Aspiração do conteúdo orofaríngeo ou gástrico para o trato respiratório inferior pode levar a doenças respiratórias, como asma, pneumonia química e SDRA. Vários compostos estão sendo testados para suas ações de proteção contra inflamação que leva à lesão pulmonar
A inalação do conteúdo orofaríngeo ou gástrico para o trato respiratório inferior define a aspiração. Embora comum, a aspiração pode levar a uma série de doenças, incluindo tosse crônica, asma com refluxo, pneumonite química, pneumonia infecciosa ou síndrome do desconforto respiratório agudo (SDRA) com morbidade e mortalidade significativas. A lesão acida das vias aéreas leva a um ambiente inicial pró-inflamatório que se resolve espontaneamente. A resolução da inflamação aguda é um processo ativo sob o controle de mediadores químicos específicos. Por exemplo, os produtos derivados da ciclooxigenase (COX) são fundamentais tanto para o início quanto para a resolução da inflamação.1 Em sistemas experimentais, os produtos derivados da COX-2 aumentam a 15-lipoxigenase (15-LO) e estimulam a formação do mediador pró-resolução da lipoxina A4.2 As diversas ações pró-resolução das lipoxinas sugerem possíveis novas vias terapêuticas. Aqui, revisamos as aspirações, suas seqüelas e os recentes insights sobre sua fisiopatologia.
Aspiração de conteúdo gástrico
Aspiração é definida como a introdução de material estranho na laringe e no trato respiratório inferior. A aspiração pode ser “silenciosa” ou pode resultar em sintomas clínicos, nomeadamente tosse, pieira e dispneia.3 Os factores de risco para eventos de aspiração clinicamente importantes incluem a quantidade de material aspirado, a frequência de aspiração, o tipo de material e a resposta do hospedeiro. Aspiração recorrente ou maciça pode resultar em doenças como tosse crônica, asma com refluxo, estenose laríngeo-traqueal, pneumonite, pneumonia e SDRA.
Compromissos nos mecanismos de defesa das vias aéreas, nomeadamente a função epiglótica e/ou laríngea, que protegem o tracto respiratório inferior, são factores de risco importantes para a aspiração. Estas condições podem ocorrer no estabelecimento de um nível de consciência deprimido durante o sono, anestesia, acidentes cerebrovasculares e overdose de drogas. Estudos clínicos demonstraram que a aspiração pode ocorrer durante o sono em até metade dos indivíduos saudáveis.4 Em 1946, Mendelson descreveu uma série de pacientes obstétricos recebendo anestesia que aspiraram conteúdo gástrico, resultando em broncoespasmo, pneumonia ou edema pulmonar.3 Pacientes internados em hospitais terciários com uma overdose de drogas e uma Escala de Coma de Glasgow inferior a 8 demonstraram um risco aumentado de pneumonia aspirativa.5 A aspiração também é comum em pacientes com deficiências neurológicas, como evidenciado por eventos em aproximadamente 50% dos pacientes com AVC.6 Assim, o comprometimento do mecanismo de defesa das vias aéreas de múltiplas etiologias aumenta dramaticamente o risco de aspiração do paciente.

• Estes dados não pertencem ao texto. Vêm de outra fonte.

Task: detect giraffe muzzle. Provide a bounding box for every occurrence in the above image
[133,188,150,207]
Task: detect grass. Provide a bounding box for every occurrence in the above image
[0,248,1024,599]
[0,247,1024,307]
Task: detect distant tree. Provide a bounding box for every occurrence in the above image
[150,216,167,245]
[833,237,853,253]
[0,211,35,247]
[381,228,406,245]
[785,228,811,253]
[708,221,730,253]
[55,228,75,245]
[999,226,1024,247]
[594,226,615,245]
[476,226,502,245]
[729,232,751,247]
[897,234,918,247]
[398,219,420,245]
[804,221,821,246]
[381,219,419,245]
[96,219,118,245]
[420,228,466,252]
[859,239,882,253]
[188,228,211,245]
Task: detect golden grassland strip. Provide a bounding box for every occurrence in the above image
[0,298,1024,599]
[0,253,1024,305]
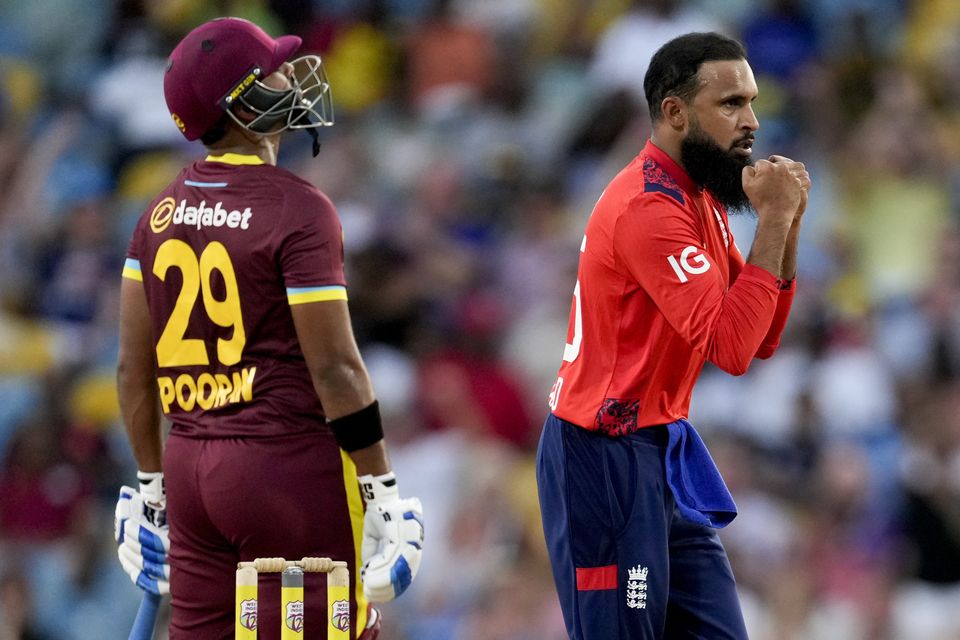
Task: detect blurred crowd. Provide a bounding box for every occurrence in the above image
[0,0,960,640]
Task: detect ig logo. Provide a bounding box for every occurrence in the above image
[667,245,710,283]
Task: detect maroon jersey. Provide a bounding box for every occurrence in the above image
[123,154,347,437]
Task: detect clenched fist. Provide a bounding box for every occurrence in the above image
[742,156,810,225]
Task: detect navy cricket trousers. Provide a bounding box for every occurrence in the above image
[537,415,747,640]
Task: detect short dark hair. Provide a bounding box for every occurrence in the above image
[643,32,747,124]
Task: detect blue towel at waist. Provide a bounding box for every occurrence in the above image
[666,420,737,529]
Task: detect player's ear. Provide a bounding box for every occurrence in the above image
[660,96,688,131]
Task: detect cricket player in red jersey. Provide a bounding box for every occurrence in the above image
[116,18,423,640]
[537,33,810,640]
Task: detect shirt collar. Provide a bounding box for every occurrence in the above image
[204,153,263,165]
[643,140,703,197]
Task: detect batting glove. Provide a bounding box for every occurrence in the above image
[113,473,170,595]
[358,472,423,602]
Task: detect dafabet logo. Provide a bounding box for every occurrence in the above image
[150,196,253,233]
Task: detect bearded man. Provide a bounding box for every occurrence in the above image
[537,33,810,640]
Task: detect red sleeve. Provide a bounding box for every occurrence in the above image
[756,280,797,360]
[278,185,346,287]
[614,193,778,375]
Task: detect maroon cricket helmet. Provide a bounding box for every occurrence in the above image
[163,18,301,140]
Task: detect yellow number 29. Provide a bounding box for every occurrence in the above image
[153,239,247,367]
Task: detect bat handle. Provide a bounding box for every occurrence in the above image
[127,591,160,640]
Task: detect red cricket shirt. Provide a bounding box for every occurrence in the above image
[549,142,794,435]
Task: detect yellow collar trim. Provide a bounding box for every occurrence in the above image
[206,153,263,164]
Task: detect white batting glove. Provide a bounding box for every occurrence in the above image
[358,472,423,602]
[113,473,170,595]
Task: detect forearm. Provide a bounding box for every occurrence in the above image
[349,439,390,476]
[747,216,796,278]
[780,217,802,281]
[313,360,390,476]
[705,264,777,375]
[311,359,376,420]
[117,363,163,472]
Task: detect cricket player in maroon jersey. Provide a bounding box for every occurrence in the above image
[537,33,810,640]
[116,18,423,640]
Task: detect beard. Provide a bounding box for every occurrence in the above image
[680,126,753,213]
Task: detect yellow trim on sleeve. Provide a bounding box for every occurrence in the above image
[287,287,347,305]
[205,153,264,165]
[340,449,367,637]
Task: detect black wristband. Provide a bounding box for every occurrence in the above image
[327,400,383,453]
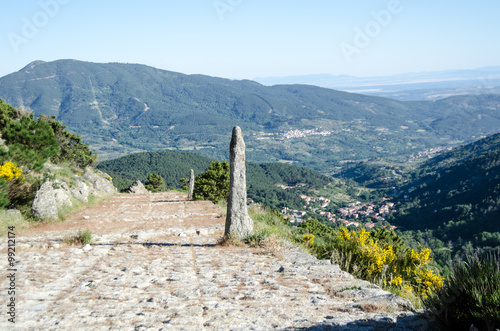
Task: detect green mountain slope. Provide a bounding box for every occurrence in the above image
[0,60,500,173]
[97,151,348,209]
[391,134,500,246]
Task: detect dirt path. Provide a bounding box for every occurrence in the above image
[0,192,426,330]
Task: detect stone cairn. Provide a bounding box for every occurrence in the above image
[188,169,194,200]
[224,126,253,238]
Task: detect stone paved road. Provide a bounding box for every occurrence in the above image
[0,192,427,330]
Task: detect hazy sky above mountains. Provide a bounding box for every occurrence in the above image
[0,0,500,79]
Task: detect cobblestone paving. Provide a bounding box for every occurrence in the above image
[0,192,427,330]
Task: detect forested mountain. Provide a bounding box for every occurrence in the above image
[97,151,347,209]
[0,60,500,173]
[390,134,500,254]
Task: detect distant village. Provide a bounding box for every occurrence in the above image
[281,195,396,229]
[409,147,453,162]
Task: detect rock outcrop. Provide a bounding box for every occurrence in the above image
[71,180,90,203]
[83,167,118,194]
[125,180,151,194]
[224,126,253,238]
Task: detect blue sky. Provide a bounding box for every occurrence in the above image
[0,0,500,79]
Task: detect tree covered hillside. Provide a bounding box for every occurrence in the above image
[0,99,97,218]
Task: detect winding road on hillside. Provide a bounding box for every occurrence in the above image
[0,192,427,330]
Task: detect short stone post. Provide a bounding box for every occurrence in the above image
[224,126,253,238]
[188,169,194,200]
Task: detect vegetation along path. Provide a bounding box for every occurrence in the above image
[0,192,427,330]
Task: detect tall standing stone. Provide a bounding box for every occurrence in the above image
[224,126,253,238]
[188,169,194,200]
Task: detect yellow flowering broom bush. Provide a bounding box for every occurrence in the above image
[334,228,443,297]
[301,220,443,301]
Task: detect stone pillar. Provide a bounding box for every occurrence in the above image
[188,169,194,200]
[224,126,253,238]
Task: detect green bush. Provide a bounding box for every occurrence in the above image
[39,114,97,168]
[424,252,500,330]
[193,161,230,203]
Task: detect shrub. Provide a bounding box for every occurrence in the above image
[193,161,230,204]
[424,252,500,330]
[0,161,23,182]
[2,114,60,170]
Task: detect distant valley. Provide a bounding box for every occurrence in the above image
[0,60,500,174]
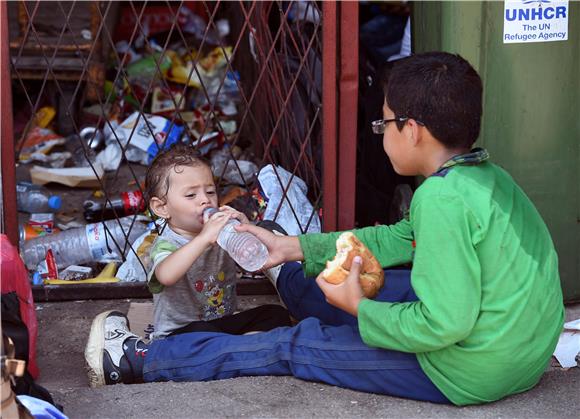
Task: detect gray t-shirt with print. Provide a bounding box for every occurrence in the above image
[147,226,237,339]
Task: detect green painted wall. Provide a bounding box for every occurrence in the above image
[412,1,580,301]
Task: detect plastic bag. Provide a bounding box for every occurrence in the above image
[258,164,321,236]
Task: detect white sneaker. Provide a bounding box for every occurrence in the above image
[85,311,147,387]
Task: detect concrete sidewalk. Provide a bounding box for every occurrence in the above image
[37,296,580,418]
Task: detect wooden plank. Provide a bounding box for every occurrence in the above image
[32,280,276,303]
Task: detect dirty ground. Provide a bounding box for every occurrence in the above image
[37,296,580,418]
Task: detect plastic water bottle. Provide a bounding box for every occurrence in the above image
[22,217,148,270]
[16,182,62,213]
[83,190,145,222]
[203,208,268,272]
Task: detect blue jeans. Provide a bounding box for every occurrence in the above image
[143,263,450,403]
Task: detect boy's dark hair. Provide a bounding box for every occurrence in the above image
[383,52,483,148]
[145,143,211,203]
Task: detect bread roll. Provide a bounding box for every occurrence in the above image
[322,231,385,298]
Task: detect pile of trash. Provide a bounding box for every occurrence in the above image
[17,3,320,285]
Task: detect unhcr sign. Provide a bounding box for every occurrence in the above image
[503,0,570,44]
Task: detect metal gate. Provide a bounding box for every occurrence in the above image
[1,1,358,286]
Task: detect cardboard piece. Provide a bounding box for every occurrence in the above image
[30,164,105,188]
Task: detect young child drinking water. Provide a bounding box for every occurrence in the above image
[145,144,288,339]
[87,52,564,405]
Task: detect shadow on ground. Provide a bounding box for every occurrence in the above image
[37,296,580,418]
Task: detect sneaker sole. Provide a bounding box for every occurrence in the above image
[85,310,128,388]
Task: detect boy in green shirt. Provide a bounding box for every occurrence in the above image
[85,52,564,405]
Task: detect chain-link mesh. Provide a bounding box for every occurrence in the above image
[8,1,322,282]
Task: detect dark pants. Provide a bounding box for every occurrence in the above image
[169,304,292,336]
[143,263,450,403]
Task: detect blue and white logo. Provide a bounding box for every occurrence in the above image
[503,0,570,44]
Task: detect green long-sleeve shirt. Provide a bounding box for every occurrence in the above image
[300,158,564,405]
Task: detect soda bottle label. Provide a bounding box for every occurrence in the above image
[121,190,145,214]
[86,223,113,260]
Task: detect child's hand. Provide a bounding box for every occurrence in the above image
[198,211,232,244]
[316,256,364,317]
[219,205,250,224]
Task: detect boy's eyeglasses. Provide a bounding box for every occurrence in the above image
[371,116,425,134]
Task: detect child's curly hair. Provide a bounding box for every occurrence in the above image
[145,143,211,204]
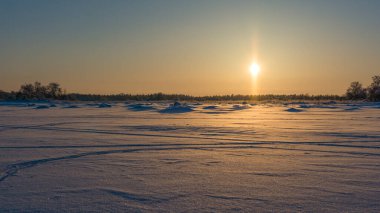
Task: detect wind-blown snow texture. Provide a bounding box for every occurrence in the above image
[0,102,380,212]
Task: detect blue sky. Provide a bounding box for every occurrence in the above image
[0,0,380,95]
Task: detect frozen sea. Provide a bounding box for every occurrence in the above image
[0,102,380,212]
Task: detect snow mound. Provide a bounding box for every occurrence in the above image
[344,106,360,111]
[160,102,193,113]
[98,103,112,108]
[34,105,49,109]
[63,105,80,109]
[127,104,155,111]
[285,108,303,112]
[203,105,218,109]
[232,104,251,110]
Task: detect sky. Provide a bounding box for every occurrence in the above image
[0,0,380,95]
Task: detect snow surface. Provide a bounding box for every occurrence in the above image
[0,102,380,212]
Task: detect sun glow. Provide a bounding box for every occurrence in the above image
[249,63,260,76]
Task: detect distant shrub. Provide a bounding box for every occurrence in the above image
[346,81,367,100]
[367,75,380,101]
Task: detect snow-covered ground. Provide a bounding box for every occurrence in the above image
[0,102,380,212]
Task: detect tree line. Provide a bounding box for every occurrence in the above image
[0,76,380,101]
[346,75,380,101]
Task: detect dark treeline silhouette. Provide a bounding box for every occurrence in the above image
[346,75,380,101]
[0,76,380,101]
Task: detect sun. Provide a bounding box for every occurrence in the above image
[249,63,260,76]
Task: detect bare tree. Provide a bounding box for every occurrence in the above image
[346,81,366,100]
[368,75,380,101]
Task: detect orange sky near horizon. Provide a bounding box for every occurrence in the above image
[0,0,380,95]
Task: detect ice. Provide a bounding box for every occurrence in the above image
[0,101,380,212]
[285,108,303,112]
[160,102,194,113]
[128,103,155,111]
[34,105,50,109]
[98,103,112,108]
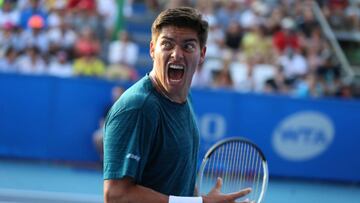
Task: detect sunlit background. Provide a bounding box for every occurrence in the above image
[0,0,360,203]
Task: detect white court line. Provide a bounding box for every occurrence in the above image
[0,188,103,203]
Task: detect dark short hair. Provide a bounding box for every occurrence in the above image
[151,7,209,48]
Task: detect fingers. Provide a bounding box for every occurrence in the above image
[227,188,251,202]
[237,199,256,203]
[215,177,222,191]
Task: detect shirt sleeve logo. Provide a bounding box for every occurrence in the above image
[126,153,140,162]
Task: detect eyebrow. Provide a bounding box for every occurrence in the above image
[161,36,198,43]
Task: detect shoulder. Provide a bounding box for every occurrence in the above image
[111,76,160,117]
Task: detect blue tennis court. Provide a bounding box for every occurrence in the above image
[0,159,360,203]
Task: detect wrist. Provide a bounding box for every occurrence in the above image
[169,195,203,203]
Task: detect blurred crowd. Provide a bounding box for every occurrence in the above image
[0,0,360,98]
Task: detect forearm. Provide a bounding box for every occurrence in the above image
[104,180,169,203]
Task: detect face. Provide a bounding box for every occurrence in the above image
[150,26,206,102]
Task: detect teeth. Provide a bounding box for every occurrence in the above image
[169,64,184,70]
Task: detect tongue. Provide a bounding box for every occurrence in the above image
[169,68,184,80]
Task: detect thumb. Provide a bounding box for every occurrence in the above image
[215,177,223,191]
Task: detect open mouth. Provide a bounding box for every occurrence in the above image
[168,64,185,82]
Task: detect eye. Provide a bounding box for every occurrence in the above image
[184,43,196,52]
[161,41,173,50]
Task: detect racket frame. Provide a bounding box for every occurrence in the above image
[196,137,269,203]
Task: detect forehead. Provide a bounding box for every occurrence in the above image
[158,26,199,42]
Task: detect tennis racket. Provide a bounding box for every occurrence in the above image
[197,137,269,203]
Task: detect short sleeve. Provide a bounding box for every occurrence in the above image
[104,109,154,182]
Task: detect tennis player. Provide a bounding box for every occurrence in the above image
[104,7,251,203]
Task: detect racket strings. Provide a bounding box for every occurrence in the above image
[200,142,264,200]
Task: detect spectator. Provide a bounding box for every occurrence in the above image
[278,48,309,80]
[74,27,100,57]
[241,25,274,63]
[93,86,125,161]
[20,0,48,30]
[191,62,212,88]
[273,17,300,55]
[48,17,77,56]
[19,46,46,75]
[73,48,105,77]
[225,21,244,53]
[48,51,73,77]
[0,22,19,56]
[21,15,49,54]
[0,0,20,27]
[107,31,139,81]
[0,46,19,73]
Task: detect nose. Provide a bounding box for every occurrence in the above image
[171,45,184,61]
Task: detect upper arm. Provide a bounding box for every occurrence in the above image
[104,177,135,202]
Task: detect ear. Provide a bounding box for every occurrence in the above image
[199,46,206,65]
[150,40,155,60]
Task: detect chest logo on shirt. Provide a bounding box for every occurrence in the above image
[126,153,140,162]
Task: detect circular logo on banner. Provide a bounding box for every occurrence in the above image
[272,111,334,161]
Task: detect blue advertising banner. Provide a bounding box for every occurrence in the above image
[0,74,360,182]
[193,90,360,182]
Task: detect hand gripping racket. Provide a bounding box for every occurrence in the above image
[197,137,269,203]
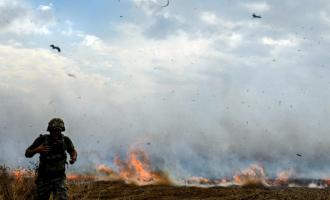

Além da anestesia, a doença do refluxo gastroesofágico é um fator de risco prevalente para a aspiração. Um estudo clínico de voluntários saudáveis submetidos à laringoscopia encontrou evidências de refluxo ácido intermitente em mais de 80% dos sujeitos.7 Os profissionais de saúde precisam ter um alto índice de suspeita de doença de refluxo, pois a maioria dos pacientes desconhece o refluxo laringofaríngeo. Os meios tradicionais de rastreio da doença de refluxo que dependem apenas do relato dos sintomas são insuficientes. A relação entre a doença de refluxo e a tosse é complexa. A aspiração recorrente pode levar a uma tosse crônica, mas o refluxo laringofaríngeo não é necessário para uma tosse iniciada com ácido. Note-se que o refluxo de ácido precipitado pela tosse é muito menos comum.8
Na asma, a aspiração de ácido gástrico pode exacerbar a inflamação preexistente das vias aéreas. A asma grave é caracterizada por inflamação não regulada das vias aéreas, que é resistente a altas doses de corticosteróides inalatórios ou prednisona. Quarenta e seis por cento dos pacientes com asma grave em comparação a apenas 5% dos controles têm evidência de refluxo na deglutição de bário.9 Mais amplamente, em 104 pacientes consecutivos com asma com sonda de pH esofágico e manometria 24 horas, 82% tinham quantidades anormais de refluxo com contato significativamente mais freqüente e maior com ácido esofágico.10
Além das grandes e médias vias respiratórias envolvidas na asma, a aspiração ácida também pode ferir bronquíolos, levando a uma bronquiolite química e pneumonite. O ácido gástrico aspirado induz uma queimadura química que desencadeia uma resposta inflamatória aguda. A gravidade da lesão pulmonar está relacionada à quantidade e acidez do inóculo.11 Lesão grave é freqüentemente vista com um pH inferior a 2,5, mas também pode ocorrer com pHs mais altos. A gravidade da lesão pulmonar aguda é ainda modificada pela resposta do hospedeiro. Outros mediadores pró-inflamatórios, como a IL-6 e TNF-a, aumentam dentro de uma hora da aspiração de ácido gástrico.12 Outros mediadores pró-inflamatórios, como prostaglandinas de leucotrieno B4, tromboxanos, IL-1, IL-8 e IL-10 também estão implicados.13 Estes mediadores servem como quimiotractores e ativadores de leucócitos que promovem a inflamação aguda.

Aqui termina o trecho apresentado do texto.